Most but not all flatworms are markedly flattened dorso-ventrally. The known Australian aquatic species range in size from under 1mm to about 10mm when fully extended, but most species contract strongly when disturbed and size is not a good identificatory character. Body-shape characters can also be problematic in preserved specimens unless care has been taken to kill and fix the animal in a relaxed posture.
Identification to phylum can be based on overall body shape, the possession of a ventral or terminal mouth and a blind gut without anus, an absence of appendages (other than tentacles in some families) and absence of a long eversible proboscis.
Species which move with a leech-like motion might readily be mistaken for, and in some cases were originally described as, leeches (Annelida: Oligochaeta: Hirudinea). Confusion with leeches is especially possible for the commensal or ectoparasitic families Temnocephalidae and Procerodidae. Some temnocephalids also may be confused with Hydra (Cnidaria). These flatworms, which are commensal on crayfish and other animals, attach by a rear adhesive disk and wave tentacles to catch food. The most obvious distinguishing feature is that Hydra have a simple gut cavity while Temnocephalidae possess a muscular pharynx.
Tardigrades (Phylum: Tardigrada) may appear similar to some small flatworms but are instantly distinguished by their short, stumpy legs with claws.
Annelid worms from families Aeolosomatidae (Class: Aphanononeura) and Histriobdellidae (Class: Polychaeta) might be mistaken for flatworms.
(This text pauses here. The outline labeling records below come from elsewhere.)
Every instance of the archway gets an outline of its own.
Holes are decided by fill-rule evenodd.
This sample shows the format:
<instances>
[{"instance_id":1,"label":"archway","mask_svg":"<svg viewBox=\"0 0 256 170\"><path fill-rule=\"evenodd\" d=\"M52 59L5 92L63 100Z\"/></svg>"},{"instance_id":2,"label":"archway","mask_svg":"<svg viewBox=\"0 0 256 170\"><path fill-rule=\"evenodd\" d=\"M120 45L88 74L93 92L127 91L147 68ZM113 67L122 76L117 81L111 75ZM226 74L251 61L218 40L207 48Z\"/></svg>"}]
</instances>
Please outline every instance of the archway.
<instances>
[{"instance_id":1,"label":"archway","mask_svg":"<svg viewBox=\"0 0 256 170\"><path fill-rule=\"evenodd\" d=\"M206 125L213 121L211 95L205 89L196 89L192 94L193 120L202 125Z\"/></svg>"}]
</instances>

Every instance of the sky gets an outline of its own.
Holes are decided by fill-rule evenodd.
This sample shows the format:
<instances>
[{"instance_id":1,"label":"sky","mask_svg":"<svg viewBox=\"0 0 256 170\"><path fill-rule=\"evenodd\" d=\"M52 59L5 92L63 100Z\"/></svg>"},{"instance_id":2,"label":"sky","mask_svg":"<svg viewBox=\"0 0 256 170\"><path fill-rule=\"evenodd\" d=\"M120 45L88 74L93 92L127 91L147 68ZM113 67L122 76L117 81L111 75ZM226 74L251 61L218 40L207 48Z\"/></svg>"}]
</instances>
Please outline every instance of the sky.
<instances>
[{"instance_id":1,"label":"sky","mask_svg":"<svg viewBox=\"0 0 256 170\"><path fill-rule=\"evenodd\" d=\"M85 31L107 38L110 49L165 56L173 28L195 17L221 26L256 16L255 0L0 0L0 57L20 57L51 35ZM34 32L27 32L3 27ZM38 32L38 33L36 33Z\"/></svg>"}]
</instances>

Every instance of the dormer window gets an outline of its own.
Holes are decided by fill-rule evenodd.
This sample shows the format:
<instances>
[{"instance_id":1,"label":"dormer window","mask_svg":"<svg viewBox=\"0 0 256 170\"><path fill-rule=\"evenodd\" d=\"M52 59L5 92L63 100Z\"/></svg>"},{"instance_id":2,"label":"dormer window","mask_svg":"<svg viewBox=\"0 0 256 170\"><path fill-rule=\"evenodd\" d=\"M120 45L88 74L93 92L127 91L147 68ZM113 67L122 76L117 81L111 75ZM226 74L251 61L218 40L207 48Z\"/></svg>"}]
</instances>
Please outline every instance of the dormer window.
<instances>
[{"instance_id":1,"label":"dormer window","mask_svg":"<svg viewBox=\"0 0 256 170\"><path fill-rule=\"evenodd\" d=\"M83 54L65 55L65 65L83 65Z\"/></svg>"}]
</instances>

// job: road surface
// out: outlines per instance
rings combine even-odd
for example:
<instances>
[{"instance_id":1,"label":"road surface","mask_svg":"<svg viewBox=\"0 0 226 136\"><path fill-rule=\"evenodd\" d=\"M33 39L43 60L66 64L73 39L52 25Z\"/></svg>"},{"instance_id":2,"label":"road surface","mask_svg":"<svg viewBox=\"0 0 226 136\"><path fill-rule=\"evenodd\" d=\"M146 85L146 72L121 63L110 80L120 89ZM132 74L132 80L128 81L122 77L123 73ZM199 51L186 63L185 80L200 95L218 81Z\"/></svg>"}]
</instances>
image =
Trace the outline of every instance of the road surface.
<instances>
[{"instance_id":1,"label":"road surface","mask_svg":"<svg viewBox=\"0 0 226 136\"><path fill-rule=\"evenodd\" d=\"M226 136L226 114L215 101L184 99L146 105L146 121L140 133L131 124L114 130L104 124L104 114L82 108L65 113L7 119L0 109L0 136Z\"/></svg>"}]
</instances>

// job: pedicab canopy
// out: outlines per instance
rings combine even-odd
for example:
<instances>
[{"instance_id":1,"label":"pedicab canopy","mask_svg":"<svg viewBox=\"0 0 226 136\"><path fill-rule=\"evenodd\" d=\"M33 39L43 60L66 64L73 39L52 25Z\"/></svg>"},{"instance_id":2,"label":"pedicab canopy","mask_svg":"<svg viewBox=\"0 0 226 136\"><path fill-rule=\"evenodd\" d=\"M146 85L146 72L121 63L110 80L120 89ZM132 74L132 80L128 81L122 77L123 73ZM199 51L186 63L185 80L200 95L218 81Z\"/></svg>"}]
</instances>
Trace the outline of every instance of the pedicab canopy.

These annelids are small (about 1mm long) worms with reduced segmentation, a sub-terminal mouth, a posterior anus and an internal coelomic cavity as in other annelid worms. Aeolosomatids are free-living, moving by ciliated areas, sometimes paired, in the head region. Histriobdellids are ectoparasites in the gill chambers of freshwater decapods (Crustacea). They have five very short tentacles on a rounded head and 5-6 bundles of cirri (setae) each side, one on the head, 4-5 on the body. The tail region is developed into two short 'limbs'.
Nemertea (ribbon worms) are almost exactly like flatworms except for a long, extensible, anterior proboscis held in a sack-like rhynchocoel extending along the greater part of the body dorsally.